Lieu œcuménique de liturgie à la fois républicaine et patriotique qui supplante les Invalides et le Panthéon, il devient le point de départ de cortèges rituels menant du Triomphe à la Concorde (le 18 juin 1945) et reliant parfois l'Ouest des beaux quartiers à l'Est populaire, tel le grandiose défilé de la Victoire du 14 juillet 1919, qui mène de l'Arc jusqu'à la Bastille. Conscience nationale et continuité de la République accompagnent la marche imposante du général de Gaulle depuis l'Arc jusqu'à Notre-Dame, le 26 août 1944, lendemain de la libération de Paris. Ainsi en est-il aussi du geste du président socialiste François Mitterrand qui, fraîchement élu, s'incline devant la tombe du soldat inconnu, avant de se rendre au Panthéon, le 21 mai 1981. À la symbolique de l'Arc de triomphe s'ajoute, depuis 1989, celle de la Grande Arche construite dans son axe, siège de la Fondation internationale des droits de l'homme.

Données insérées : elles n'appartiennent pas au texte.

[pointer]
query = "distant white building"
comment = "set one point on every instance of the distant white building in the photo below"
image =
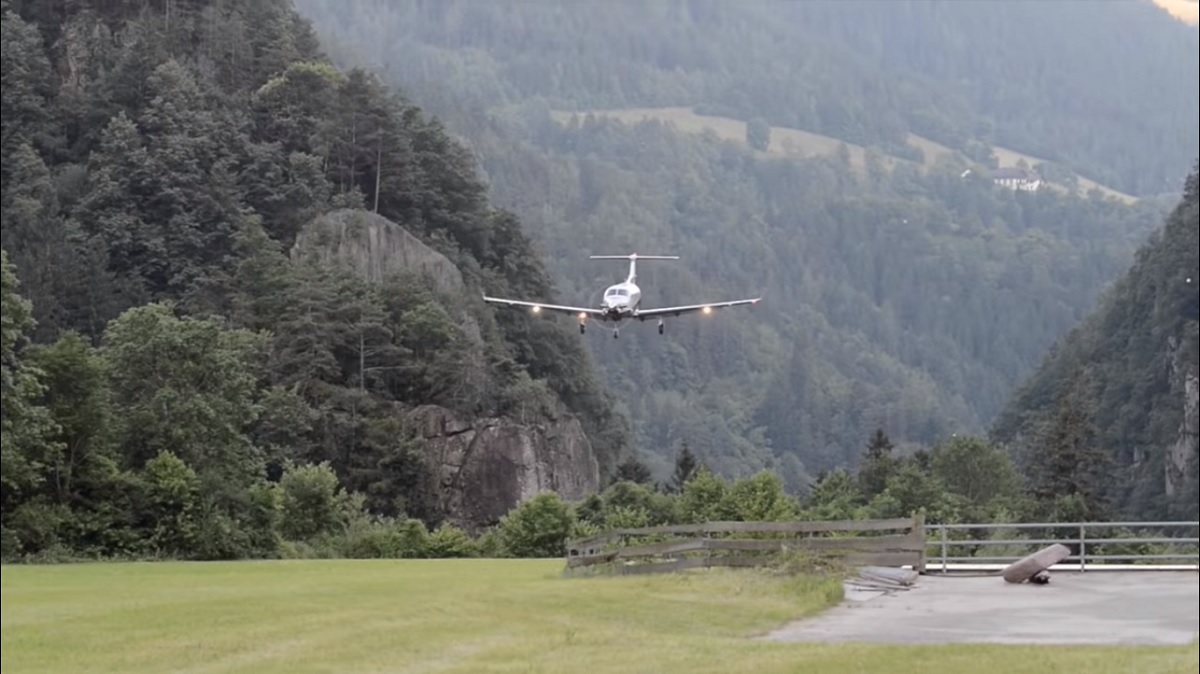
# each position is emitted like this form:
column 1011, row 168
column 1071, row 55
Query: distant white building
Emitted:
column 1015, row 178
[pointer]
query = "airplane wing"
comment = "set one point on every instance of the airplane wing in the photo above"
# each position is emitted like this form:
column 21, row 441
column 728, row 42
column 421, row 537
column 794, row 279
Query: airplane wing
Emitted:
column 541, row 306
column 690, row 308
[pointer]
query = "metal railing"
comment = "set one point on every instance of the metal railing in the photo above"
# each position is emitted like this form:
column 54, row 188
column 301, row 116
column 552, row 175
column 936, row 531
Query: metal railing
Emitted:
column 1140, row 545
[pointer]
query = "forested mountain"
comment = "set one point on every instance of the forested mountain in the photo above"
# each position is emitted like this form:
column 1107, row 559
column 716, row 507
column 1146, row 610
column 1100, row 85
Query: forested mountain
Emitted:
column 911, row 300
column 1105, row 88
column 169, row 350
column 1129, row 373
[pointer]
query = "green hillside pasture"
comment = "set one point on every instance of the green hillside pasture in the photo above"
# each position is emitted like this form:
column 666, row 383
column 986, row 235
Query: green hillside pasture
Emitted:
column 460, row 617
column 796, row 143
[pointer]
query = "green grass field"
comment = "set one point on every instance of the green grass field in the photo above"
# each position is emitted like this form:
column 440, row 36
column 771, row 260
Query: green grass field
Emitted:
column 460, row 617
column 796, row 143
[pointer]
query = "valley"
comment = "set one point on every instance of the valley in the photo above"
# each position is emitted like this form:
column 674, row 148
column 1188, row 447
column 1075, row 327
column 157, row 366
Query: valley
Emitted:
column 795, row 143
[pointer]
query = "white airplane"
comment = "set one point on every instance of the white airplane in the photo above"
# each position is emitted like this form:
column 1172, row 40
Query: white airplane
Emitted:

Arc-et-Senans (Salines royales d'),

cité industrielle conçue par Claude Nicolas Ledoux (1736-1806).

Architecte de Louis XVI, Ledoux est nommé en 1771 inspecteur des Salines de Lorraine et de Franche-Comté, entreprend d'établir une usine de production de sel à laquelle serait rattachée une ville destinée à loger les ouvriers. À travers ce projet, qui ne sera que partiellement réalisé, transparaissent le goût du maître-d'œuvre pour l'antique et son talent novateur. Selon lui, l'architecture doit être à la fois idéalement belle, rationnelle et « parlante », l'aspect extérieur reflétant l'organisation intérieure. On retrouve tous ces éléments dans la physionomie du complexe industriel élaboré entre 1775 et 1779 : les bâtiments sont disposés en hémicycle ; l'entrée colossale est décorée d'un péristyle, dont les pierres sont taillées pour évoquer l'apparence du sel gemme exploité à l'intérieur ; la place qu'occupe chaque édifice (maison du directeur, maréchalerie...) répond à des choix stratégiques. Et la recherche d'une beauté idéale justifie l'adoption de formes géométriques très pures (cylindre, sphère, cube...), qui donnent à chaque bâtiment sa spécificité.